Теперь яркие паруса корабля станут символом жизни, распускающимся цветком простой человеческой радости, единения с красотой природы. Бездны не будет. Изводящего давления в висках, заставляющего выть по ночам – тоже. Аллилуйя!
Я нащупал подрамник, стиснул его крепко, до боли в суставах – и триумфально грохнул об стену. Полотно с трескучим стоном осело на паркет у ног.
Следующим умер мольберт. Я убил его одним ударом. И я убил бы любого, кто попытался бы мне помешать. Клянусь, я бы убил… я бы… я…
…я взял свечу. Кипа газет и эскизы, смятые в комья, занялись мгновенно. Да будет пламя! Огненная геенна принимала обратно в утробу отпрысков своих, и в свете огня, отразившемся на стене, я увидел чьи-то глаза – совершенно безумные, оплетённые красной паутиной лопнувших сосудов.
Да это же мои глаза!
Зеркало. Верно, там висело зеркало.
Оно показывало не единое сумасшествие. В миг предсмертия оно напомнило о том, что мне пошёл двадцатый год, только двадцатый, а дверь заперта наглухо, и ключ выброшен в окно. Был ли другой выход? Я искал его больше месяца, да так и не нашёл, а теперь думать о нём не имело смысла.
Чёрный дым наползал, душил. Я отступил назад, к окну, крепко закрытому ставнями, потом осел на пол. Почему так долго?.. Огонь был всюду, но я всё ещё дышал – с кашлем и хрипами, как из преисподней. Дышал! Сквозь шум в голове проступал другой шум. Кажется, кто-то кричал, и дверь ходила ходуном.

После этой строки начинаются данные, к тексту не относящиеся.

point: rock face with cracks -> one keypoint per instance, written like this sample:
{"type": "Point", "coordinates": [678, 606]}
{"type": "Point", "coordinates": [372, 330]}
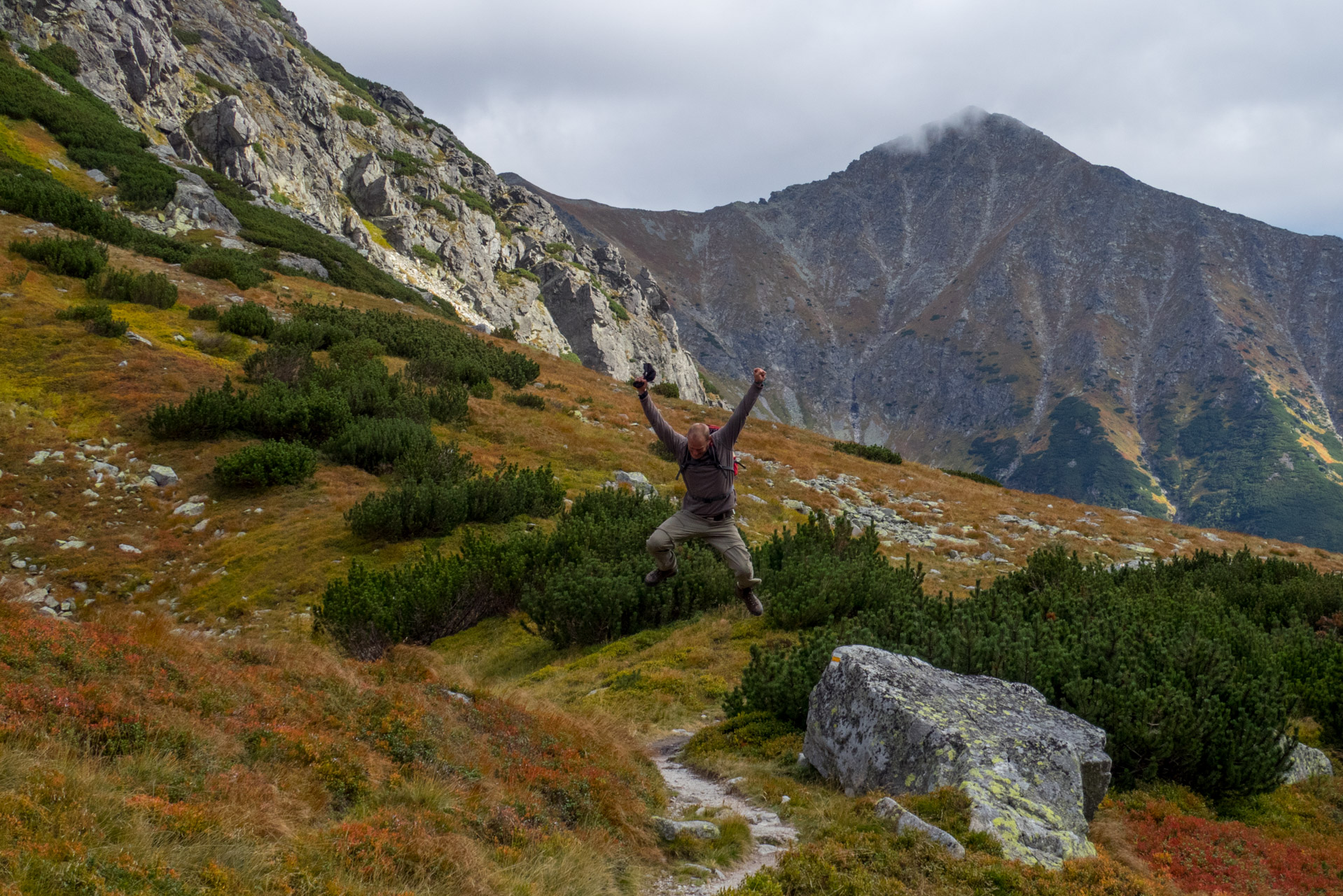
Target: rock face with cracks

Секунда – и мощный поток холодного воздуха раздул пламя сильнее. Оно смотрело прямо в глаза, хохоча и кривляясь.
Меня подхватили, поволокли куда-то, с силой прижав к лицу мокрую тряпку, – вот тогда-то я понял, что значит по-настоящему задыхаться.
Потом меня швырнули оземь, и щёку грубо оцарапала мелкая галька. Пахло гарью и дождливыми сумерками, но вокруг было светло, как днём. Чьи-то торопливые руки ощупали меня, цепко пробежались по телу сверху донизу.
– Этот живой, – прогудел бас. – И те двое тоже, только обгорели. А дому точно конец. Эй, отойдите в сторону, леди, тут не самое лучшее зрелище для дам.
Я с усилием поднял голову и увидел, что рядом корчится человек – совершенно чёрный от сажи, с обожжённым лицом. Это он тащил меня наружу?.. Людей вокруг было много: они кричали, бежали сюда со всех сторон.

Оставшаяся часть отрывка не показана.